Elle évoque la difficulté de se réapproprier ce corps, qui porte les stigmates de ces neufs mois de grossesse et qu’elle doit encore partager avec son enfant. Avec un humour décapant et beaucoup de légèreté, elle évoque aussi tous les effets physiques du post-partum : les saignements, les hémorroïdes et d’autres réjouissantes découvertes. Une BD qui brosse une période post-partum chaotique, loin du scénario rêvé.
À la dérive
Ce bébé était presque inespéré. Après plusieurs tentatives de conception sous la couette, il allait enfin pointer le bout de son nez. Cet enfant était attendu comme le Messie par les deux parents. Mais une fois que Rose est venue au monde, elle n’a pas réussi à cueillir la tendresse de sa mère, complètement désenchantée. La maman s’est rapidement noyée dans les impératifs de la maternité et n’a pas su trouver sa place.
Elle a fini par se perdre dans ce nouveau rôle très accaparant. Présente, mais effacée, elle se sentait obligée de coller à cette image de la maman dévouée et de feindre un amour sans limites. Cette BD peint les contours cabossés de la maternité et les déboires du post-partum.
Année Zéro
Madeleine baigne dans la maternité. Elle est sage-femme et aide les futures mamans à mettre leur enfant au monde. Témoin de grossesses plus ou moins heureuses, elle maîtrise bien le sujet. Pourtant, à la naissance de son enfant, elle semble avoir tout oublié et devoir tout réapprendre. Rien ne se passe comme prévu. Même si elle est habituée à bichonner les enfants des autres, avec le sien c’est différent.
Elle patauge dans son post-partum. C’est plus facile d’être spectatrice que dans le vif de la maternité.
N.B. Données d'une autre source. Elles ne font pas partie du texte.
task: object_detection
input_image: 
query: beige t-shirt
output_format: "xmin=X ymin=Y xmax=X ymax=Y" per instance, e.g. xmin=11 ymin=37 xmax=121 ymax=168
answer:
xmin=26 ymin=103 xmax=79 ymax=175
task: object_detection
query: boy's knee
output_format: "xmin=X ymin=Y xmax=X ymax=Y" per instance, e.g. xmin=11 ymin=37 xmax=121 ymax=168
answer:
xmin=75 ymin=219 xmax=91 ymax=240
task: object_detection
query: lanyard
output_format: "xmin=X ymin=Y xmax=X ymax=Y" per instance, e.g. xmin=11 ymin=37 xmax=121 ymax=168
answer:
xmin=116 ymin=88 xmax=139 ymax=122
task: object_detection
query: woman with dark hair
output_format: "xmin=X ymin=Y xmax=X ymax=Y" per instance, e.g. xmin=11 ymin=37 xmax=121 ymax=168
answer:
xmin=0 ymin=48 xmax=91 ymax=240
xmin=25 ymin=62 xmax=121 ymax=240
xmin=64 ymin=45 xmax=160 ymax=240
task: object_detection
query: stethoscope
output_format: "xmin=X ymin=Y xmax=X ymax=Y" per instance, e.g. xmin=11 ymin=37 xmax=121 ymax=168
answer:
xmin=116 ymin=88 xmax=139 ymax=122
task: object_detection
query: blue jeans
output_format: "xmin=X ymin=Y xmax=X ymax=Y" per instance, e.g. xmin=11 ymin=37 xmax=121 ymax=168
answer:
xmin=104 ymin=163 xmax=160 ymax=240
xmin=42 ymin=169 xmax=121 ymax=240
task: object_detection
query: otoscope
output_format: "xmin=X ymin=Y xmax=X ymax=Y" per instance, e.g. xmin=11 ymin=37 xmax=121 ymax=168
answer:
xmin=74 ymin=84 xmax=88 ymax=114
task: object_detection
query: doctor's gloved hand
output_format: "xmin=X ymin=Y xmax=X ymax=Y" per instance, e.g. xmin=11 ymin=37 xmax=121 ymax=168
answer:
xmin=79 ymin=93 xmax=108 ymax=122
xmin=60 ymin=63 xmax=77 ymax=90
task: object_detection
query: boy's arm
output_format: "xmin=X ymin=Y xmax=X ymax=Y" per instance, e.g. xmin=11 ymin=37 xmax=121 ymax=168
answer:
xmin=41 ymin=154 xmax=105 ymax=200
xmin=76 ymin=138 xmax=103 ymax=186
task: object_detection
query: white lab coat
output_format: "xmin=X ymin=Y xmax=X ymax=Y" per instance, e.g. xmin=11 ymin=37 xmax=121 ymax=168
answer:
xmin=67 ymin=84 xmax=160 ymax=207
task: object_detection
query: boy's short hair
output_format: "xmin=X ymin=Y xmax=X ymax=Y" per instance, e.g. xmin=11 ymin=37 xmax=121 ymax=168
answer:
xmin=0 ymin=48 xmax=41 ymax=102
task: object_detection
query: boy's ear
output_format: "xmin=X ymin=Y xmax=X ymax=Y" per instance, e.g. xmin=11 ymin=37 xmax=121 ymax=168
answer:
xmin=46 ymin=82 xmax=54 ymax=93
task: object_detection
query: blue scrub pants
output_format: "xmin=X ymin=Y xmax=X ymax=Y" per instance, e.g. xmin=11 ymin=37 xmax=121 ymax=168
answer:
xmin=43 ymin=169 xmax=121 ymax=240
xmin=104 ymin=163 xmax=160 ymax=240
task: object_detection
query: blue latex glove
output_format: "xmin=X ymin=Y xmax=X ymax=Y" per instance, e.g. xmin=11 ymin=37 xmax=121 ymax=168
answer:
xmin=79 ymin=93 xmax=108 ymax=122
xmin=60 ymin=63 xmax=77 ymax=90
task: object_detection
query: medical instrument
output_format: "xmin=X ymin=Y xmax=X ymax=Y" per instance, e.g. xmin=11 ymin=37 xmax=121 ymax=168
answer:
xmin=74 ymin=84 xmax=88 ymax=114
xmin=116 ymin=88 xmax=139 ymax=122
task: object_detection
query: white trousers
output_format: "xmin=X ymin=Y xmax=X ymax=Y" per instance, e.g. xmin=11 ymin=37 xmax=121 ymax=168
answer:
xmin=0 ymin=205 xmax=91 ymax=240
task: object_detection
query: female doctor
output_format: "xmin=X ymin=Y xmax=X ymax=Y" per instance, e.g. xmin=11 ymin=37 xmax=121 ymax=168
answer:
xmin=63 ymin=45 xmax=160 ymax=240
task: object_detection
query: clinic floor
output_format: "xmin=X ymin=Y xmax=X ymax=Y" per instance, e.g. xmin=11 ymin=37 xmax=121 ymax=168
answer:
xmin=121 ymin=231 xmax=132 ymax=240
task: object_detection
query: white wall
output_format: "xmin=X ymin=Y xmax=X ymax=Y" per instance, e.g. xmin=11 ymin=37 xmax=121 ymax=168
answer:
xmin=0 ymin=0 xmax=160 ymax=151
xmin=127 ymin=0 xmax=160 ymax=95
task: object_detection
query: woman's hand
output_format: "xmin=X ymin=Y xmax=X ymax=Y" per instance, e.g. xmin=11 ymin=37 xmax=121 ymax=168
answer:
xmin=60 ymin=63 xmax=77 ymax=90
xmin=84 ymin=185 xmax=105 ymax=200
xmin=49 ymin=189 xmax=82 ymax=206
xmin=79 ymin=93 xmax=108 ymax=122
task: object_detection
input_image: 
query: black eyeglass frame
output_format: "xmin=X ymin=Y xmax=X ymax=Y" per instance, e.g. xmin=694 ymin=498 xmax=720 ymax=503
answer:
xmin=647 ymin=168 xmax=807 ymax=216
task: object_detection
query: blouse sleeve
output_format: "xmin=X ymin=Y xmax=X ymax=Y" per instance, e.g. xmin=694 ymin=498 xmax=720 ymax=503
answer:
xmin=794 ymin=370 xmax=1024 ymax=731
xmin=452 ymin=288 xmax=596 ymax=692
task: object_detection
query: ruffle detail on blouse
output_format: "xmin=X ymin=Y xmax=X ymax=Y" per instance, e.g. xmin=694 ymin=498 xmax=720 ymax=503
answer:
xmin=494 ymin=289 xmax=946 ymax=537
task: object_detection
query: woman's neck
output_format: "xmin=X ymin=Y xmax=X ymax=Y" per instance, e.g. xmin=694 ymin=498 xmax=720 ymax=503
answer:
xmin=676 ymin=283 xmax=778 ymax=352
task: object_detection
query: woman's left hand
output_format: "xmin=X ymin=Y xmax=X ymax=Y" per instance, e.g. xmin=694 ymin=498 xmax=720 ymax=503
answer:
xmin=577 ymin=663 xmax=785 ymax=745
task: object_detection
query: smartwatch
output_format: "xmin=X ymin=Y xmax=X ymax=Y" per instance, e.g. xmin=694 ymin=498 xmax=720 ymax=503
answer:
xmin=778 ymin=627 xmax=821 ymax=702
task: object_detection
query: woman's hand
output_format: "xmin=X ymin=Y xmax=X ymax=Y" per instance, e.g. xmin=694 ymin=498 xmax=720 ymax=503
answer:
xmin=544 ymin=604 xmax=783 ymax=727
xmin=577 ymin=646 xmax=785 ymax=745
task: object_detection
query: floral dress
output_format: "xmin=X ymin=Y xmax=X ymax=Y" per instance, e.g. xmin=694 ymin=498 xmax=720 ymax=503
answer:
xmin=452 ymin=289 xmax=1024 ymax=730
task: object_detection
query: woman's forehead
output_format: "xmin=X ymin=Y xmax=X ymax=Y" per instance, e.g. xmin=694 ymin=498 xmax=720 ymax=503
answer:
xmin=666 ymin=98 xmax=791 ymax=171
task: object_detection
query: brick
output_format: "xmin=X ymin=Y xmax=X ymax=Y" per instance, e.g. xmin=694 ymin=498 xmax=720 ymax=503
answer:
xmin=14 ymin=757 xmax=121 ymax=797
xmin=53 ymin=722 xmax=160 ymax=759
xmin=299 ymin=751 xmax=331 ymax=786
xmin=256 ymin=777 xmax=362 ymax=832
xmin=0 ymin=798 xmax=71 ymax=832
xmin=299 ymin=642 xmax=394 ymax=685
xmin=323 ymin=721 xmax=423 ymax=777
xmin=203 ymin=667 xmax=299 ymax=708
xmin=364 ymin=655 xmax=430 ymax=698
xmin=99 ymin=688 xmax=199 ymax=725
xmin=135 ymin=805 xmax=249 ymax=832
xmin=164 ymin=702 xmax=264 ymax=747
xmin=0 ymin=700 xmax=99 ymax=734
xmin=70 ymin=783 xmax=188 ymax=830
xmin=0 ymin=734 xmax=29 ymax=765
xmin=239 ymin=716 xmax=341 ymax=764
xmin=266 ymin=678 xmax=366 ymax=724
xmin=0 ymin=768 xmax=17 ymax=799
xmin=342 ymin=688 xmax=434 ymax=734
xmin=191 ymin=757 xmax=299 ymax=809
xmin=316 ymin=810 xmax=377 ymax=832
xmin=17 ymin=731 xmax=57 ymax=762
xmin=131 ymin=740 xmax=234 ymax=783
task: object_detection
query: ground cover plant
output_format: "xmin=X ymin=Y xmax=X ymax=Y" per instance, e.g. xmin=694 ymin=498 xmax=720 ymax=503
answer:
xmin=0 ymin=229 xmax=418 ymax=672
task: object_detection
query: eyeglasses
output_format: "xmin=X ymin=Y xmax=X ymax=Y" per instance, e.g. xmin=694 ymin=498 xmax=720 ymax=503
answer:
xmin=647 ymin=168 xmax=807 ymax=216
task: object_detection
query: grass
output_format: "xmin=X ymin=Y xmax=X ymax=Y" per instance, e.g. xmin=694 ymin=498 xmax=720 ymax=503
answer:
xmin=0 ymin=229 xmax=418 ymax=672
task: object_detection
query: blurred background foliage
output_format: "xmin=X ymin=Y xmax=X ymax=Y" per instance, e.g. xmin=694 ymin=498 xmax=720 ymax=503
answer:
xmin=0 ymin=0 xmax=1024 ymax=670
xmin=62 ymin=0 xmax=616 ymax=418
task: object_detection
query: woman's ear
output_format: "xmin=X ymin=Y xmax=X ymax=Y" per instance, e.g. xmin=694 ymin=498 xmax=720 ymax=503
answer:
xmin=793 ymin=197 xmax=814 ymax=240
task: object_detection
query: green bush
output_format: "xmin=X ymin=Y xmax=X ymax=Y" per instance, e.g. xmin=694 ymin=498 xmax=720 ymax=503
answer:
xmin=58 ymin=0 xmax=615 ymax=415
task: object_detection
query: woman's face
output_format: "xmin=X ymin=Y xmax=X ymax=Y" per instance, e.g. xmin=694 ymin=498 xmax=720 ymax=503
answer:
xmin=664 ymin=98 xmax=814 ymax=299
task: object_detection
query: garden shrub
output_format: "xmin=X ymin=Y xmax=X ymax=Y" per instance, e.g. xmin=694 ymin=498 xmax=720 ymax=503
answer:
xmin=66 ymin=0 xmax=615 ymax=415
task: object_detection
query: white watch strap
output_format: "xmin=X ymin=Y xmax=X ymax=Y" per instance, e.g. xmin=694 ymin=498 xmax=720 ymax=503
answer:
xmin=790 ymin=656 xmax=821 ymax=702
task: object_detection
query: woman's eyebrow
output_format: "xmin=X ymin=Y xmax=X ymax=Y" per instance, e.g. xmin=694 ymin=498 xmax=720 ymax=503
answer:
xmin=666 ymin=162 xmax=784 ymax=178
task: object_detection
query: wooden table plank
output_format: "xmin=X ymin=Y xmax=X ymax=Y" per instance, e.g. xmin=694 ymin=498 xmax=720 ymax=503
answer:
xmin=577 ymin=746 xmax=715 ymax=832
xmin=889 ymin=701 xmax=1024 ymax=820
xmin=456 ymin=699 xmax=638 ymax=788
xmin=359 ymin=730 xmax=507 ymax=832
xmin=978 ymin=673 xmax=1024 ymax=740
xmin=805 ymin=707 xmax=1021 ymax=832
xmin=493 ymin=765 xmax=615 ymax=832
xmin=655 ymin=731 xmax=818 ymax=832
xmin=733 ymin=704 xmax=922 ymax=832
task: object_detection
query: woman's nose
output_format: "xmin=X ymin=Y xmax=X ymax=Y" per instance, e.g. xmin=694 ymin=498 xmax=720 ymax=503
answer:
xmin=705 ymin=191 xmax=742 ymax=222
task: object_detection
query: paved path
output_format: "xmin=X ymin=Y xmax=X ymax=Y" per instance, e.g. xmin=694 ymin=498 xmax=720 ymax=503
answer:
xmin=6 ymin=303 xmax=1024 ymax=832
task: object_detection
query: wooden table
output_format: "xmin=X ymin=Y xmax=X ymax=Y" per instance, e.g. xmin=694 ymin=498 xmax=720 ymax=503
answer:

Madeleine, sujette à de grosses turbulences émotionnelles, ne sait plus où donner de la tête. Devenir parent n’est pas innée, c’est un perpétuel apprentissage. Et cette BD sur le post-partum le rappelle brillamment.
Baby Bleu
Le titre de cette BD est explicite et annonce le thème dès la première de couverture. Ce livre dessiné aborde la dépression post-partum avec un style visuel percutant et un certain sens de la poésie. Dans « Baby Bleu », Marion Nail broie du noir (ou plutôt du bleu). Depuis la naissance de son enfant, elle est partagée entre la colère, le désarroi et les angoisses. Cet événement, souvent suivi des adjectifs les plus éloquents de la langue française, a mis un sacré bazar dans sa vie et dans sa tête.
Dans cette BD, les pensées les plus secrètes de Bleu, alter ego sphérique de l’auteure, se mêlent à des bribes de ses séances de psy. Tous ces discours croisés mettent en mots ces émotions, normalement « interdites » à l’aube de la parentalité. La maternité laisse des bleus sur la santé mentale et dans l’esprit… ce que traduit avec justesse cette BD sur le post-partum. Pendant cette période, la vie est parfois bien fade.
Ces BD dressent le portrait d’une maternité agitée, où la théorie est plus facile que la pratique. Une représentation essentielle pour ces jeunes mères, qui se sentent souvent seules dans ces tourments pourtant communs.